The dark side of Highlights
Time and time again, I've watched videos and read tutorials from other photographers demonstrating how to recover highlight detail (while also protecting their whites from clipping) by decreasing Highlights in Adobe Lightroom Classic.
I've made a few of these videos myself. As a matter of fact, I've applied negative highlights so many times to so many landscape images I've caught myself applying them without questioning why or whether they're even necessary.
No question about it, Highlights is a useful tool for recovering detail in bright tonal areas. However, in my experience, Highlights can sometimes do more harm to an image than good.
Let me show you an example. Here's a raw file captured using a Canon EOS R5 as seen in Adobe Lightroom with Canon's Camera Standard profile applied.
First, I edited the image the same way I've edited countless images before: negative Highlights, followed by a Contrast bump to push the (now) compressed tonal range back out.
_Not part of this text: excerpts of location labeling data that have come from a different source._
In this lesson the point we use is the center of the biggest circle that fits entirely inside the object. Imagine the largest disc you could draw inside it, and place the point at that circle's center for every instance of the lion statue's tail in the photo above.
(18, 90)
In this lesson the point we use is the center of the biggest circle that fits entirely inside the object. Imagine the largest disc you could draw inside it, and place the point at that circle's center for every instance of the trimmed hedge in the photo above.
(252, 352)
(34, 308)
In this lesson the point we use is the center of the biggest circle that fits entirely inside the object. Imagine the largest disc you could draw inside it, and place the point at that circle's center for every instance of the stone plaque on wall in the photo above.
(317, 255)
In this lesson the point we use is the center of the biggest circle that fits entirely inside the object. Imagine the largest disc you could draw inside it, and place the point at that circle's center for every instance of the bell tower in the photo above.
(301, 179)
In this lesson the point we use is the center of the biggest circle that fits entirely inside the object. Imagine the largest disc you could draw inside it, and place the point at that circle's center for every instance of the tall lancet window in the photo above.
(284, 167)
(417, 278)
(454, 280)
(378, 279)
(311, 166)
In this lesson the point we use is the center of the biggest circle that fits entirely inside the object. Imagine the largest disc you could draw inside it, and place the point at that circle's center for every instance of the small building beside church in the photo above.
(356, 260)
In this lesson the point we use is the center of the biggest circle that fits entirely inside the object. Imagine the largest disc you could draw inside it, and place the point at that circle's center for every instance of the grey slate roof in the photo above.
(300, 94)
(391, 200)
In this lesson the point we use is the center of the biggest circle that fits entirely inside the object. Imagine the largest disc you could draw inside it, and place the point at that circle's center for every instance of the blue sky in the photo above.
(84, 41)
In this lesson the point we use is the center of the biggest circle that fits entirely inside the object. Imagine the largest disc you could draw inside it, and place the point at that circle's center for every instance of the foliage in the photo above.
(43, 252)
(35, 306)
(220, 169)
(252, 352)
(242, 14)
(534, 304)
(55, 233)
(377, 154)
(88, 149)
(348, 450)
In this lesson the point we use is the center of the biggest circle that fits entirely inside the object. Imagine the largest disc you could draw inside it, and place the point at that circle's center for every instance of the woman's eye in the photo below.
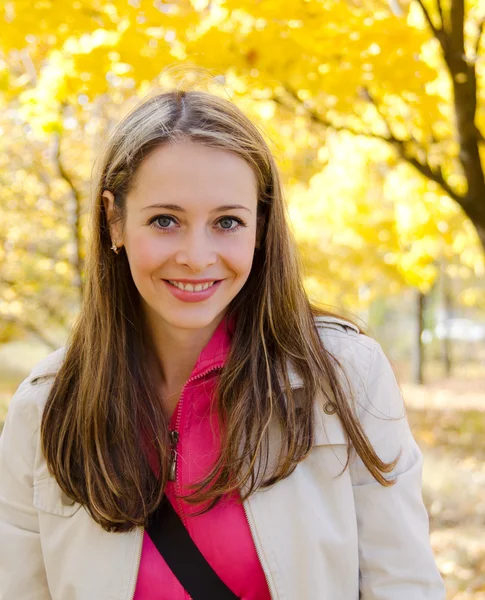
(162, 223)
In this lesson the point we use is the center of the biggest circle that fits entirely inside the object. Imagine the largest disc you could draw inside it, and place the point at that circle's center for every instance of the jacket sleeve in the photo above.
(395, 556)
(22, 574)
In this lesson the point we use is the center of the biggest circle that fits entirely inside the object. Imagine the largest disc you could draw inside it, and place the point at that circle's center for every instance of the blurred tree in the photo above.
(380, 207)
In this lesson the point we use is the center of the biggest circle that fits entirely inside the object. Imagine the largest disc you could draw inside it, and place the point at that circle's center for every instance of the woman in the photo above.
(199, 372)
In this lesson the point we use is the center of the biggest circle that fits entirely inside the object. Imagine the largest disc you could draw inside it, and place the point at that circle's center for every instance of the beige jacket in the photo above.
(318, 536)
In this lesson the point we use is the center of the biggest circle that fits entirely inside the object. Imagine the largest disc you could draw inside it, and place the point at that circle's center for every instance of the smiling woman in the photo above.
(203, 405)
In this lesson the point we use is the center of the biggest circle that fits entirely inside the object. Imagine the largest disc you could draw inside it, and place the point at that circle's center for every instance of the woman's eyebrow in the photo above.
(178, 208)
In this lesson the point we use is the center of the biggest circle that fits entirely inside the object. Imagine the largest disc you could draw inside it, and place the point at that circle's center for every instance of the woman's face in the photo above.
(190, 216)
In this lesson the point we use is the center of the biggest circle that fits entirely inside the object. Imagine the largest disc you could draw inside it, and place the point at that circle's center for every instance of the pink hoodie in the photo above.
(222, 534)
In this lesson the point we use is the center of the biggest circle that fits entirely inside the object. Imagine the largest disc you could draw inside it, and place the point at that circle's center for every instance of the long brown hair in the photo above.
(102, 405)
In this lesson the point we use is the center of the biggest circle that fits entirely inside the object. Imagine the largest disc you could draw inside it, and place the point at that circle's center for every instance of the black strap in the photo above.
(187, 563)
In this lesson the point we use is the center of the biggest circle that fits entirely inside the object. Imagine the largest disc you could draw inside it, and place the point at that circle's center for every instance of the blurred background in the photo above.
(375, 113)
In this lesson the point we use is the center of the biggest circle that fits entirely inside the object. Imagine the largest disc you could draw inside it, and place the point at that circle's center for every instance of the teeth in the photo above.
(188, 287)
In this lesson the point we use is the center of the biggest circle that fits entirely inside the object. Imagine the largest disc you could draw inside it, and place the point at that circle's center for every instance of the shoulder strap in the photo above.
(187, 563)
(336, 323)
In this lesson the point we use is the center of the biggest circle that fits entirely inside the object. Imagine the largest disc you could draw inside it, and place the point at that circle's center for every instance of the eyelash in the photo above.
(153, 220)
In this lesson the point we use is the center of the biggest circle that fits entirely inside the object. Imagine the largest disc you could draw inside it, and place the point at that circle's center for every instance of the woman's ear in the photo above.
(109, 208)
Second, I edited the image without touching Highlights. Instead, I dropped Exposure almost two stops, lifted Blacks all the way to 100% (to keep the darkest tones from then clipping), then raised Whites to stretch the brightest tones back towards the right side of the histogram.
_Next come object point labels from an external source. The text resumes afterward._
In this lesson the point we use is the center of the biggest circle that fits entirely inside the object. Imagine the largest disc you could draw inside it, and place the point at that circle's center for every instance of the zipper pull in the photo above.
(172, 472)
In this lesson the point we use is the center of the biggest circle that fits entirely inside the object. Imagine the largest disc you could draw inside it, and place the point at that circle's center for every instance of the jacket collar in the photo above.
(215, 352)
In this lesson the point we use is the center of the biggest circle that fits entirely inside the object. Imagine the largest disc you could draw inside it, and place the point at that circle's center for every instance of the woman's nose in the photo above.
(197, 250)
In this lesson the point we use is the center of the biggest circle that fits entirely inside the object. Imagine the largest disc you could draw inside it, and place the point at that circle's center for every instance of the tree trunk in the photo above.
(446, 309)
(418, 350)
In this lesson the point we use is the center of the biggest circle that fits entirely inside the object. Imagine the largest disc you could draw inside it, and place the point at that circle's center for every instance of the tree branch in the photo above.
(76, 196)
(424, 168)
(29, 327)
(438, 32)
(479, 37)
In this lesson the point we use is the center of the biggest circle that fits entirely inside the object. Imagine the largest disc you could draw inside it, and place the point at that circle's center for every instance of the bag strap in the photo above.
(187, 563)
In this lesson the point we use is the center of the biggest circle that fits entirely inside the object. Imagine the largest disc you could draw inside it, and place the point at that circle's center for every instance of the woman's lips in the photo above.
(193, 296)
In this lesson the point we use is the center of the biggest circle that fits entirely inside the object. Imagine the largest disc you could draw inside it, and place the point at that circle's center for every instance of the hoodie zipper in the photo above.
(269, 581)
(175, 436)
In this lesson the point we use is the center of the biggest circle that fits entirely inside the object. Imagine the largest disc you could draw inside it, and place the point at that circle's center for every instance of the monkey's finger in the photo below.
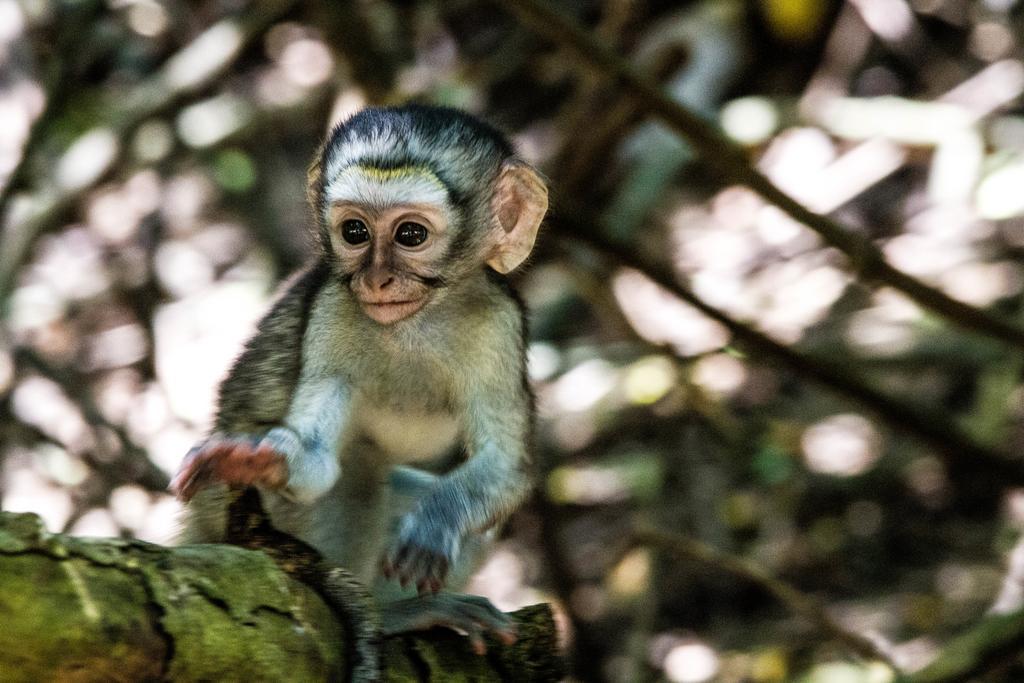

Here are the results side by side for comparison.
Similar black point, white point and contrast, but the colors in the second image are noticeably denser, deeper and thicker than the first. They feel less like digital and more like positive slide film. The sky is especially different, with more shape and volume compared to the flat, gray sky in the first.
Check out the clouds up-close...
Big difference, right? The clouds with negative highlights look lifeless and empty, while the same clouds in the second image are bursting with bright magentas and pinks (more like how they actually appeared in reality).
Here's why I think there's such a notable difference.
In digital photography, bright tones are less saturated than dark. They simply don't contain as much color information. So when Lightroom compresses those bright tones through the Highlights slider (by moving them further away from white) they lose saturation and turn gray. And when that happens, increasing brightness won't brighten colors. They simply become a brighter shade of gray.
But in the second image, saturation is more luminous because highlights aren't being compressed. Instead, the brightest tones are being stretched and amplified, which in-turn makes the colors richer and more vibrant.
Does this mean the Highlights slider is bad? No, not at all. But I do think the slider may be overused and often used incorrectly (or out of habit) with images that don't need highlight recovery.
My advice? Don't automatically reach for Highlights (or Shadows for that matter either). Try creating a nice tonal balance through Exposure, White, and Black first, then use Highlights and Shadows (and/or the Tone Curve) to fine-tune tonal values when needed from there.